# Couple Of Rpc Questions



## MrFixIt (Feb 19, 2016)

Hey all, I just finished making a RPC out of a 1.5hp Baldor motor to power my Bridgeport.
Nothing fancy, 220 1 phase to a disconnect, then from the disconnect to the motor. Then three legs from the motor to the outlet.
No start or run capacitors at the moment.
Runs great, but here's the weird: it starts up on its own! Everything I've read and watched says I'd need either another single phase motor to spin the three phase up or a start capacitor and switch to momentarily power the third leg to start the three phase up.
But I engage the disconnect, (old school blade style), and the thing spins right up, works great, and is quiet. (With or without the Bridgeport plugged in.)
Any idea on that one?

Secondly, I have run a ground wire to the chassis of the Baldor since I'm used to grounding everything. But the motor doesn't appear to have a provision for it; I used a random mount screw. The only connectors the Baldor has is the hot wiring. Is having the chassis grounded going to be an issue? I'm assuming not since whatever the motor would have been installed in would likely be grounded, but I wanted to be certain. First time for me working with three phase and it seems straight forward, but wanted to check with people that know.
TIA!
-Niles


----------



## Ulma Doctor (Feb 19, 2016)

very interesting, does the 1.5 hp motor make a lot of noise upon start up?
i guarantee that it pulls a lot of current without the punch of a cap
an added capacitor would balance phases and reduce power consumption.

a chassis ground is provided inside the electrical enclosure of the motor, the screw is green in color- you'll attach ground there
you can also ground to any part of the motor case or mounting feet as well


----------



## MrFixIt (Feb 20, 2016)

No, it's very quiet. It's not as quick to speed as a single phase, but I'd say 3-4 seconds.
Good to know I'm okay on the ground.
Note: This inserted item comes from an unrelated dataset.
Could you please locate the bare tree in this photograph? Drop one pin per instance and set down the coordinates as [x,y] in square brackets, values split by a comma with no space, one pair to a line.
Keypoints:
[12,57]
I couldn't find a factory provision anywhere, that's what got me wondering.
Thank you for the help!


----------



## Ulma Doctor (Feb 20, 2016)

a momentary switch with a 100 uf capacitor on the 3rd leg would speed up the starting and put less stress on the windings.
when you make a RPC, you are essentially starting a 3 phase motor on single phase supply- 
the third leg is created through induction as long as the other 2 legs are supplied.


----------



## KBeitz (May 13, 2018)

If your unit has a run capacitor on it then I have heard that some RPS's will start up off the run capacitor.


----------